# deep scratches from boxes



## Qball (Jun 22, 2010)

Have any pics? Riding rails and boxes WILL scratch your board


----------



## fattrav (Feb 21, 2009)

I would say that they were probably caused by park features, such as unsmooth rails, small screws sticking up, small rocks or sharp ice in the snow etc. You have to expect this as the metal rails in the park are harder than the base of your snow board.

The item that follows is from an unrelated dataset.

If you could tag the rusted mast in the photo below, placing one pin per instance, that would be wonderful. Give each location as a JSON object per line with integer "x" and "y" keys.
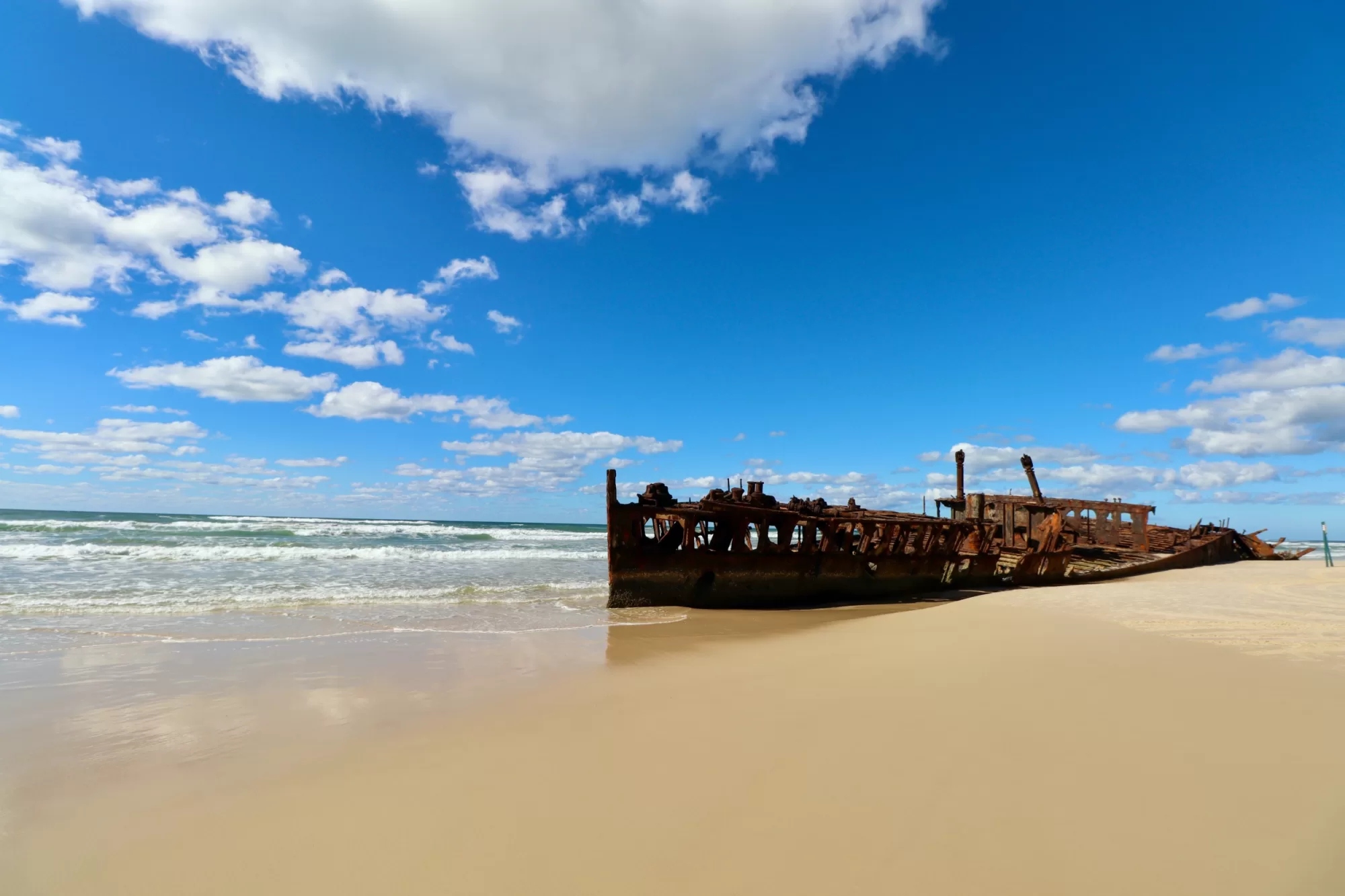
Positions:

Give it a wax and they would all become hidden if there is no major scratches.


----------



## myschims (Jan 11, 2010)

Little scratches are to be expected when you go in the park, dont worry about it.


----------



## k2spitfire (Nov 27, 2007)

wear and tear bud. Snowboards are gonna get scratched up no matter what. Just make sure to wax your board time to time and you will be good to go. I got the brand new GNU park pickle last year which i litterly had to live off of tuna for a month at school to afford. Ended up smashing the nose trying to gap onto a handrail regardless the nose is fucked but as long as it still rides im happy


----------



## Nickx (Aug 27, 2011)

i think the scratches are from me riding the corners of the boxes when i was learning 50/50s


----------



## fattrav (Feb 21, 2009)

Nickx said:


> i think the scratches are from me riding the corners of the boxes when i was learning 50/50s


Good for you. Perhaps, if you are concerned about the scratches, you should take it to a board shop and ask for a tune. They will be able to sort the scratches out.


----------



## Nickx (Aug 27, 2011)

i was just curious if it was normal.


----------



## fattrav (Feb 21, 2009)

Yes, its normal.


----------



## NWBoarder (Jan 10, 2010)

It's very normal. Don't worry about them. It will happen everytime your base touches a park feature, or natural terrain for that matter. Scratches happen, boards survive.


----------



## MistahTaki (Apr 24, 2010)

If they are really deep you can fill them with ptex. When you ride, water will pool in the gouges and it'll slow you down


----------